Мы провели у Овчинникова несколько дней. Он не отпускал нас, говорил о всяких опасностях, которые нас ждут в пути. Здесь, у него, мы в полной безопасности. Пока мы были в Соломихине, через село проехало множество людей из разных концов страны, даже из Москвы. В основном это были торговцы, следовавшие за фронтом, знавшие его законы, его движение. Все они были связаны с белыми. Наступило крайнее время и нам найти способ возвратиться в Саратов. Овчинников нанял две повозки для нас и еще для одной семьи, возвращавшейся в Москву. Мы должны были ехать к железной дороге Саратов — Астрахань, то есть дать большой крюк, чтоб скорей достичь цели.
И снова нас поглотила степь. Навстречу нам попадались всадники. Пока они подъезжали, я гадал, чей это патруль, из какого кармана надо доставать документы. В правом лежали белогвардейские, в левом — советские. Но никто нас не останавливал. Бросят в нашу сторону мрачный и немного удивленный взгляд и едут дальше. День тянулся бесконечно. А вечеров вообще не было. Солнечный шар грузно переваливался через горизонт, который стягивал нас своим обручем, и сразу наступала черная ночь. Наш обоз останавливался. И люди и животные готовились ко сну. Неподалеку сверкала стальная поверхность соленого озера. Степь спускалась к Каспийскому морю. Лошади отказывались пить воду. Стоило им только понюхать ее, как дрожь отвращения пробегала по всему их телу.
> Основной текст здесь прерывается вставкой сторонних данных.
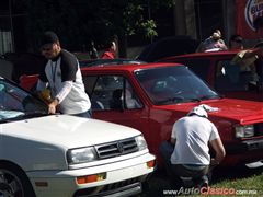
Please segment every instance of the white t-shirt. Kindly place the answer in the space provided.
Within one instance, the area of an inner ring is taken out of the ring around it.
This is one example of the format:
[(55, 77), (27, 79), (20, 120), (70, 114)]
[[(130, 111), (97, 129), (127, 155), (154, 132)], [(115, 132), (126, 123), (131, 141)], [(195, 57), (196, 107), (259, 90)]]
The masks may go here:
[(37, 90), (42, 91), (41, 83), (48, 83), (53, 97), (59, 100), (62, 114), (80, 114), (90, 109), (91, 103), (84, 90), (79, 62), (72, 54), (62, 49), (55, 60), (47, 61), (44, 69)]
[(171, 137), (176, 139), (172, 164), (209, 165), (208, 141), (219, 138), (219, 134), (207, 118), (193, 115), (175, 121)]

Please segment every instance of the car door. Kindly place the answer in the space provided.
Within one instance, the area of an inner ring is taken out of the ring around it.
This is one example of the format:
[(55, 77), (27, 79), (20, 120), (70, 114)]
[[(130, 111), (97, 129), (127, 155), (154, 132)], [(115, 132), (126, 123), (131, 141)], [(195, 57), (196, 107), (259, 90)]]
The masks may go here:
[[(245, 67), (245, 68), (242, 68)], [(263, 101), (261, 62), (241, 65), (232, 59), (218, 60), (215, 89), (227, 97)]]
[(83, 76), (93, 118), (129, 126), (148, 134), (148, 107), (127, 77)]

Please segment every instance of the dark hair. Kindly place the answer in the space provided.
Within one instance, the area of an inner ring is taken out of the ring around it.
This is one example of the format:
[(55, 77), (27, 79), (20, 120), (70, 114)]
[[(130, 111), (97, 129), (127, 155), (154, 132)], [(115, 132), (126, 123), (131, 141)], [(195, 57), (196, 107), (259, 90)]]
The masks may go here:
[(233, 34), (231, 35), (231, 37), (229, 38), (229, 47), (231, 48), (231, 42), (236, 42), (236, 43), (240, 43), (242, 44), (243, 43), (243, 38), (241, 35), (239, 34)]
[(253, 26), (254, 26), (255, 31), (263, 27), (263, 16), (262, 15), (255, 18), (255, 20), (253, 21)]
[(58, 42), (58, 36), (55, 32), (47, 31), (43, 34), (41, 38), (41, 46), (46, 45), (46, 44), (53, 44)]

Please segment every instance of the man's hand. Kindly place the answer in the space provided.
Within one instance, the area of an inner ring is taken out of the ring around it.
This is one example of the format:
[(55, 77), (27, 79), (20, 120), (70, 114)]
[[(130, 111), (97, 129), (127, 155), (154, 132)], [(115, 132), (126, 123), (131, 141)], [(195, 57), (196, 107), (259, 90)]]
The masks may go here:
[(49, 104), (48, 104), (48, 114), (56, 114), (56, 109), (58, 106), (59, 102), (57, 99), (53, 100)]

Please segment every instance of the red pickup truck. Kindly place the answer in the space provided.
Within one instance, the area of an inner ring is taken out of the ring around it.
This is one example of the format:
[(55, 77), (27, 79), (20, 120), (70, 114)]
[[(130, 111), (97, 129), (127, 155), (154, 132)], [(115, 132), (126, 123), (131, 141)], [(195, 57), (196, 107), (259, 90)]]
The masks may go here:
[[(235, 61), (238, 50), (195, 53), (173, 56), (159, 62), (179, 62), (187, 66), (224, 96), (263, 101), (263, 61)], [(242, 69), (245, 68), (245, 69)]]
[[(263, 103), (225, 99), (187, 67), (178, 63), (81, 68), (93, 118), (140, 130), (150, 152), (171, 135), (174, 121), (197, 105), (208, 105), (227, 151), (221, 165), (263, 159)], [(37, 78), (24, 78), (30, 88)], [(34, 79), (34, 80), (33, 80)]]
Привыкнув к внезапно наступившей темноте, мы начинали различать звезды над нами. Чем глуше ночь, тем они ярче сияли. Впервые в жизни я видел такое огромное небо и такие яркие звезды. Казалось, до них можно было дотянуться рукой, набравшись храбрости. Я лежал на одеяле и долго водил глазами с одного края горизонта на другой, отгадывал созвездия, шептал названия звезд, которых я знал не так много. Чем дольше я смотрел, тем чаще они падали на меня.
Небо было совсем рядом. Это открытие поразило меня. Я вдохнул воздух в легкие. Запахло чем-то пряным, мать обычно добавляла похожую приправу в картофельный суп. Открытие мгновенно отделило меня от прочих, не ведавших, что небо — здесь, с нами, среди нас, в стакане, в глазах, под брюхом долговязого верблюда. Я ощупал свою ладонь, зажег спичку, быстро посмотрел линии на ладони, а я давно на них не смотрел, и заключил, что звезда артистического вдохновения все еще здесь, под безымянным пальцем, а линия жизни, которая в юности разрывалась где-то на середине, сейчас была скреплена тонкой черточкой, прорезавшейся на ладони за последние годы. Спичка быстро догорела. Губы мои растянулись в счастливую улыбку. Небо со мной. Я живу в небе. Хотелось закричать: «Я здесь! Я — небо!» Я понимал, что это глупо, но я и впрямь испытывал такое ощущение.